Blue Juliette has captured another admirer…she is pungent and earthy with lots of mushroom and soil flavours on the exterior and an ultra creamy paste that I chose to pair with my fig crackers from The Fine Cheese Co. and Stasis Preserves Black Walnuts in honey. Her craggy, natural rind is unusual to see on a surface ripened, soft cheese but it makes a beautiful addition to a cheese plate that needs some earthy elements. Salt Spring Island Cheese Company has a no nonsense message about their business. “We simply believe that a better kind of food business is one that reflects both good community and good food, as the two frequently go together.” They have been making cheese since 1994 and craft their products from goat and sheep cheese.
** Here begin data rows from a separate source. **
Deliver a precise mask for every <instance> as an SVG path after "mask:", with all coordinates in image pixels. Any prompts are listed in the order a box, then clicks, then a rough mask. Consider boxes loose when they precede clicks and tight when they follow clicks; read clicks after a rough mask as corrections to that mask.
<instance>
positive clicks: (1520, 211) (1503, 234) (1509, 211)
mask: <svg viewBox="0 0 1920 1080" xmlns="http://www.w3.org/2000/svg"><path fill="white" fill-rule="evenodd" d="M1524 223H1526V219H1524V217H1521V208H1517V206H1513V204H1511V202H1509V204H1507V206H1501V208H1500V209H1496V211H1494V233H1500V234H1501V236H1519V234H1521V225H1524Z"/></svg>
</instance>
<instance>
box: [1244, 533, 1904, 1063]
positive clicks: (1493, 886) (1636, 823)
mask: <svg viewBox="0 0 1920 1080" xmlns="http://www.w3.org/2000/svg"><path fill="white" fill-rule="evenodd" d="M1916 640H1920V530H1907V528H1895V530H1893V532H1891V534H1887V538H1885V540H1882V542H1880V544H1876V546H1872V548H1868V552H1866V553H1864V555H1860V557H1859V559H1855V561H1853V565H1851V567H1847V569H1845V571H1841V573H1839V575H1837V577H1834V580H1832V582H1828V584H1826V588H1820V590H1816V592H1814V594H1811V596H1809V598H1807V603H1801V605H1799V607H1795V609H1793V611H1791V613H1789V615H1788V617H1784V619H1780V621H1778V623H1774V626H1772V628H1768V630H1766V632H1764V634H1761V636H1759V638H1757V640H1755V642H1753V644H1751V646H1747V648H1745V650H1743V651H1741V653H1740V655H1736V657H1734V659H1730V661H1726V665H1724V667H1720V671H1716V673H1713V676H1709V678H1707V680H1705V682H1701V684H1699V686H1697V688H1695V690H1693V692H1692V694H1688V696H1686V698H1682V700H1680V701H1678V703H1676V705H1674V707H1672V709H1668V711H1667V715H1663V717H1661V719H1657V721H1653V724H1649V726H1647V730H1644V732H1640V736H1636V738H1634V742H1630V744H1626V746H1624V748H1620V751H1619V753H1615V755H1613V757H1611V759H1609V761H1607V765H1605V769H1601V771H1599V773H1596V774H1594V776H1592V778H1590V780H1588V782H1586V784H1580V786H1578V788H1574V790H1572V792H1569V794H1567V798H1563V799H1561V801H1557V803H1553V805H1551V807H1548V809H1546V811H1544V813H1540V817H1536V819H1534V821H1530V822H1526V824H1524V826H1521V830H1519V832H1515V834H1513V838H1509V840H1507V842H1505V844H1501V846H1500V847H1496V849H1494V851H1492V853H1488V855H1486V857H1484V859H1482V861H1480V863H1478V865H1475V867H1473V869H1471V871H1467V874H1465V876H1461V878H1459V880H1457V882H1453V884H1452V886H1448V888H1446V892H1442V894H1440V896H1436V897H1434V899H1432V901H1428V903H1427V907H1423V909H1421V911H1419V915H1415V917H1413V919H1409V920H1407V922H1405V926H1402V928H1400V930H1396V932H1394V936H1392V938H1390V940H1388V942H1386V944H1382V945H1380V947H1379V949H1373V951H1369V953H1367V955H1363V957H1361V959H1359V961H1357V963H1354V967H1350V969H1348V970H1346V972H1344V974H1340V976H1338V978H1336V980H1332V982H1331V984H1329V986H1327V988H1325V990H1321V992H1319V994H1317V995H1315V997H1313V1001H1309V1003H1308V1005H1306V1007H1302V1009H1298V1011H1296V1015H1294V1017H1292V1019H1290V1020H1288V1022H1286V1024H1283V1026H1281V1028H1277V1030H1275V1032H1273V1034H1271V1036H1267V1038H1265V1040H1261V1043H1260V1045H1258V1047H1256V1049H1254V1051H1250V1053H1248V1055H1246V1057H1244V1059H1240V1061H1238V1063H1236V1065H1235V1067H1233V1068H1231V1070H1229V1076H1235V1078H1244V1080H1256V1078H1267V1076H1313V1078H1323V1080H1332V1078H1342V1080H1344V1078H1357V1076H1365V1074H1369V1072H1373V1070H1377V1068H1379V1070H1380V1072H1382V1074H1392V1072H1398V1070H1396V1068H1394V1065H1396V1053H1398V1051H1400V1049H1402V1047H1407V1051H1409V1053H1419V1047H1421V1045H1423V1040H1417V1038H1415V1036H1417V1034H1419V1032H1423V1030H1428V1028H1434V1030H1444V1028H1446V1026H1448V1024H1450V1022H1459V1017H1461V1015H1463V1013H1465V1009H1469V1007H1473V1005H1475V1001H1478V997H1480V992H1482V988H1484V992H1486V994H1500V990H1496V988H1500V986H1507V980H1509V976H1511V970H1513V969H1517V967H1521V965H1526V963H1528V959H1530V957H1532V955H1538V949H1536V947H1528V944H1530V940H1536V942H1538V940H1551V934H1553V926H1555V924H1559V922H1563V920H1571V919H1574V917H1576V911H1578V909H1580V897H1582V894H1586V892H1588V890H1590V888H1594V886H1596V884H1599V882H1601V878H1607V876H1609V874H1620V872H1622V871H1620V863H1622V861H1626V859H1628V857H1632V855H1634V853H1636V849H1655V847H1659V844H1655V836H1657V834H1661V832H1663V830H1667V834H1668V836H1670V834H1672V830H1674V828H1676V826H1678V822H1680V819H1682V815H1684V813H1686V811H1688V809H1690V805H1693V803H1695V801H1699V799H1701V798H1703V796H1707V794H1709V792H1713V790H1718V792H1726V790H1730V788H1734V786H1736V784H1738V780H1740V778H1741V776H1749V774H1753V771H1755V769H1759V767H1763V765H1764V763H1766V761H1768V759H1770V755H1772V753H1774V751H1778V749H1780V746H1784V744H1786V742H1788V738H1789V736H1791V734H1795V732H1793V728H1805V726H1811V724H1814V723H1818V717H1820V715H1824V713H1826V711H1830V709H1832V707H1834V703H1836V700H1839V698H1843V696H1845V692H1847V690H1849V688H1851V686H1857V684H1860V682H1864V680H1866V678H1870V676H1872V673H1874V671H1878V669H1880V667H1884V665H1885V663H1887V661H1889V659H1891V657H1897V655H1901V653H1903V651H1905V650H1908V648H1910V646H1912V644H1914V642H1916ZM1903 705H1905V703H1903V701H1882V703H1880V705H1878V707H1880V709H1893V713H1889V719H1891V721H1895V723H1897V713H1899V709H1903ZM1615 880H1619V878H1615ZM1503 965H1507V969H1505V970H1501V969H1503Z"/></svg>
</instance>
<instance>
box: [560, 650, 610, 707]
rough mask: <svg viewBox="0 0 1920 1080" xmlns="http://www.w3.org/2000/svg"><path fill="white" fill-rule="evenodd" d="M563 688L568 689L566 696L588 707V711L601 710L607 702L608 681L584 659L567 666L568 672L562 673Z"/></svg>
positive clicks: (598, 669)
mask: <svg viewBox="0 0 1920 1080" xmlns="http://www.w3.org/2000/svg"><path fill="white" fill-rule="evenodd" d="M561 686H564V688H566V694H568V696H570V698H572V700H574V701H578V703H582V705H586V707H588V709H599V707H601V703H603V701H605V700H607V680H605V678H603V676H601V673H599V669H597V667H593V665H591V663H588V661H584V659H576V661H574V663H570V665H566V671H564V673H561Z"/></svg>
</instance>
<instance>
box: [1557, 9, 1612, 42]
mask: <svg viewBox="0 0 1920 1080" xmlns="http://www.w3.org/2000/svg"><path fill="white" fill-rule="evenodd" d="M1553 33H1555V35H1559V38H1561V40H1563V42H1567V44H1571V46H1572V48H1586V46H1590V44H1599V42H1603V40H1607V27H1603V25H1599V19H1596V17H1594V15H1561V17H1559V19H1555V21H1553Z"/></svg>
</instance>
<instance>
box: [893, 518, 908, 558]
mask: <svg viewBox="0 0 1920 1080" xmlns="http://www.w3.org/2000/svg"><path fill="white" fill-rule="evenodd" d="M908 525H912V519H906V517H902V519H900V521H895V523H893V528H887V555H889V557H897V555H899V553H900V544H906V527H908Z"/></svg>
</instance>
They are best known for goat chévre that has been molded to look like a créme caramel dessert and available in a variety of flavours ranging from Basil, Chili, Garlic, Lemon, Pepper, and White Truffle. The plain also comes decorated with an edible flower that makes the perfect hostess gift.
Remember what this cheese looks like now…the wedge may not last very long.
With a natural craggy rind and a contrasting ivory paste, Tomme du Haut-Richelieu is a knockout on a cheese plate. It boasts a barnyard aroma and the primary taste is a sure bet that it’s a goat cheese, however, people who do not like goat won’t be able to resist this one…The paste is rich and milky, melting easily in the mouth. The finish is short, fresh and grassy.
This is the second cheese I have profiled from Fritz Kaiser. His ability to make his cheese consistent and uniform each time makes it easy to buy.
Pair with a wheat beer or pilsner on the patio.